1. A Milestone to Celebrate
“the LORD had filled them with joy by changing the attitude of the king of Assyria so that he assisted them in the work on the house of God, the God of Israel.”
We need to be a people who celebrate every work of God in our lives, from financial provision to major breakthroughs…God is the one who works supernaturally on our behalf every day. We need to acknowledge that and mark it with celebration.
2. A Means to celebrate
How weird is this to 21st century eyes:
“Then the people of Israel—the priests, the Levites and the rest of the exiles—celebrated the dedication of the house of God with joy. For the dedication of this house of God they offered a hundred bulls, two hundred rams, four hundred male lambs and, as a sin offering] for all Israel, twelve male goats, one for each of the tribes of Israel.”
What a way to celebrate: killing hundreds of animals, and offering them to God!
But they knew, and we know today, that the only basis on which God can be a part of our lives is if our sin, that which keeps us from God, is dealt with. The only that sin can be dealt with is if justice for it is done completely. And the only way that we can be free from that deserved justice, to experience God’s love, is if something, or someone else stands in our place to take the consequences of our sin. So celebration has to be accompanied by sacrifice. And today, it is no different.
3. A Meal to Celebrate
Many hundreds of years previously God had taken the Israelites out of slavery in Egypt. After a series of devastating plagues he brought a catastrophic judgement on the Egyptians, killing the first born in every house.
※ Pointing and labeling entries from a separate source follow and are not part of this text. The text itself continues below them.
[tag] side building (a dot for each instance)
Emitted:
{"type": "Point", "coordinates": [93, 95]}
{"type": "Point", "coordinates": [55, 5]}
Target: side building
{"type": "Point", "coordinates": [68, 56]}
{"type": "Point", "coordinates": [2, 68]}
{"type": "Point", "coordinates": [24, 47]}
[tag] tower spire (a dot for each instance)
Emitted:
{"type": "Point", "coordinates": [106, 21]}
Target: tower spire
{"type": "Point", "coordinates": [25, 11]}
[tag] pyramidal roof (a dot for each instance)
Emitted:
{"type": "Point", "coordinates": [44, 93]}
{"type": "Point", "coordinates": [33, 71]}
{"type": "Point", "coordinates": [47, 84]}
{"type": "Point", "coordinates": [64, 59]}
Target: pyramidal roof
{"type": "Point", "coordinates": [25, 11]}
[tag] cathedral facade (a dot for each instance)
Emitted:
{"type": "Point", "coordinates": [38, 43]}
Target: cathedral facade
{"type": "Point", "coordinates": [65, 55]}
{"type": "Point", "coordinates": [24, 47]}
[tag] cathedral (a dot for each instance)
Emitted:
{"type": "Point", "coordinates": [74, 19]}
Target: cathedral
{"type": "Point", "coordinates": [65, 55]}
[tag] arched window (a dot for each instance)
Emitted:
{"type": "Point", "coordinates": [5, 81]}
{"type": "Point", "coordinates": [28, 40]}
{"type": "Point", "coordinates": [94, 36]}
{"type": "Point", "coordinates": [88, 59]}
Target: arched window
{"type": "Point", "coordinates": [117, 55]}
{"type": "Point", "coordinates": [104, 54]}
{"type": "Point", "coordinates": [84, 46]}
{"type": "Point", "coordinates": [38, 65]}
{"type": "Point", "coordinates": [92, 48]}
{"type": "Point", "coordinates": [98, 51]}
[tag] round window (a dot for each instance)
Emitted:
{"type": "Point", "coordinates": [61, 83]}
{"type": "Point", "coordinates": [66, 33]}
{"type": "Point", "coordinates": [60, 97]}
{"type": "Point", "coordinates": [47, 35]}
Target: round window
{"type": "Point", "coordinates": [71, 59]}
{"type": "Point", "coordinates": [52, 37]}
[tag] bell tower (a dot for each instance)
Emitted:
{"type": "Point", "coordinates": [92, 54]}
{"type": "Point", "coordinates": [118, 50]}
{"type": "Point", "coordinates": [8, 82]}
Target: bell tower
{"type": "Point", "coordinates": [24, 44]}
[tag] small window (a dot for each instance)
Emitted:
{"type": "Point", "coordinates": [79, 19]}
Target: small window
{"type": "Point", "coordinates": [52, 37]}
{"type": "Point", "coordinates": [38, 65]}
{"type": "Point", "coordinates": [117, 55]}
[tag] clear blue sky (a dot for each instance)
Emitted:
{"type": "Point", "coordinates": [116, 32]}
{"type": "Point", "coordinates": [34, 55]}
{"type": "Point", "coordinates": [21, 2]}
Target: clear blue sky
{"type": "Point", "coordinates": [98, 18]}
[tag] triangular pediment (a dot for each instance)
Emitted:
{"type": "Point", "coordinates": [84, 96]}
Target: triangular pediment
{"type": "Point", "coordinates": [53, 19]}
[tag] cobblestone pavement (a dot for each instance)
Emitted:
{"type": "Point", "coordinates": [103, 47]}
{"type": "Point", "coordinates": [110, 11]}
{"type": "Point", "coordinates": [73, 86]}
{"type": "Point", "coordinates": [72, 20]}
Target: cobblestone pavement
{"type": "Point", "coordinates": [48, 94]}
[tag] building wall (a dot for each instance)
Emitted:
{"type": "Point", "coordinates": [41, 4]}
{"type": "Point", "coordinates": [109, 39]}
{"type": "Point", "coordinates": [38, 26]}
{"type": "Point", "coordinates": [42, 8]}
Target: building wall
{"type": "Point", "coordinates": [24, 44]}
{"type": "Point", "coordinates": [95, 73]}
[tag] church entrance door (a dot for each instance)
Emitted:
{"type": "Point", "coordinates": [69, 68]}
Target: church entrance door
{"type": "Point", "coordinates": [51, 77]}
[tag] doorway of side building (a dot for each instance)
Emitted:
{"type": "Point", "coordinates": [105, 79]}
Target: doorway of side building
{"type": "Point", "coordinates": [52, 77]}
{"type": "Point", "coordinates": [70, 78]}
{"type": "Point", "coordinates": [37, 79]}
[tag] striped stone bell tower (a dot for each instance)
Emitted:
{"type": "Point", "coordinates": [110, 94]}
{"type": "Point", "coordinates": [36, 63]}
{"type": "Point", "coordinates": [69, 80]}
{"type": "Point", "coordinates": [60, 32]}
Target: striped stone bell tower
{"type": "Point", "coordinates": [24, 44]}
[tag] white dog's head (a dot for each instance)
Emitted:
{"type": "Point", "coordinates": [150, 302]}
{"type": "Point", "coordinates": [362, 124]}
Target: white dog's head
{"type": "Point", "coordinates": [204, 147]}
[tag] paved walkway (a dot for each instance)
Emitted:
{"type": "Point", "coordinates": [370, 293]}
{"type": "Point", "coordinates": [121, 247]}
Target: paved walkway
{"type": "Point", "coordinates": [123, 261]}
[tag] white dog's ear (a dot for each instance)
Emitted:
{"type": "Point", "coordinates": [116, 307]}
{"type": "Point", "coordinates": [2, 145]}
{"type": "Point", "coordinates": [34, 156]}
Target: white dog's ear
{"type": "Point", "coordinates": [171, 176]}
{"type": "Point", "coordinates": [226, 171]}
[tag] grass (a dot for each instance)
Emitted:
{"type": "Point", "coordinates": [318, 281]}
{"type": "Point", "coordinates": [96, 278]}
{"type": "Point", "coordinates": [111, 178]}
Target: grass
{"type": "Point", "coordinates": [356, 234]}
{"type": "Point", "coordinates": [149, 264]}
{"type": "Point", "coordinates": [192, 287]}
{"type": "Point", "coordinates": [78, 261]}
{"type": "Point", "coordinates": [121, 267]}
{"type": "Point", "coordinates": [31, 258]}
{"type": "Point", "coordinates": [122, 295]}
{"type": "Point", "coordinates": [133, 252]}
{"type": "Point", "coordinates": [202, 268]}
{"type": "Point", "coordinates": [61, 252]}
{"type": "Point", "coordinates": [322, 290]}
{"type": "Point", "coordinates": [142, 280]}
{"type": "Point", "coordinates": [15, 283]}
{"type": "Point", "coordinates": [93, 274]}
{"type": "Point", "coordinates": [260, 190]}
Yet for the Israelites, the blood of a lamb slaughtered in every house meant that God “passed over” their houses and they were spared. Ever since then, they had celebrated the Passover, with a special meal. A Celebration of God’s sparing them from judgement.
Today we celebrate our own Passover. There are no more lambs or goats to be killed in our place. Instead, we remember the once for all time sacrifice of the Lord Jesus Christ, who offered himself for our sin, so that when God judges the world, as He will, He can pass over all those who have trusted in Jesus. Jesus is our Passover Lamb. With bread and wine we remember that today. And we celebrate, with hearts full of joy and gratitude.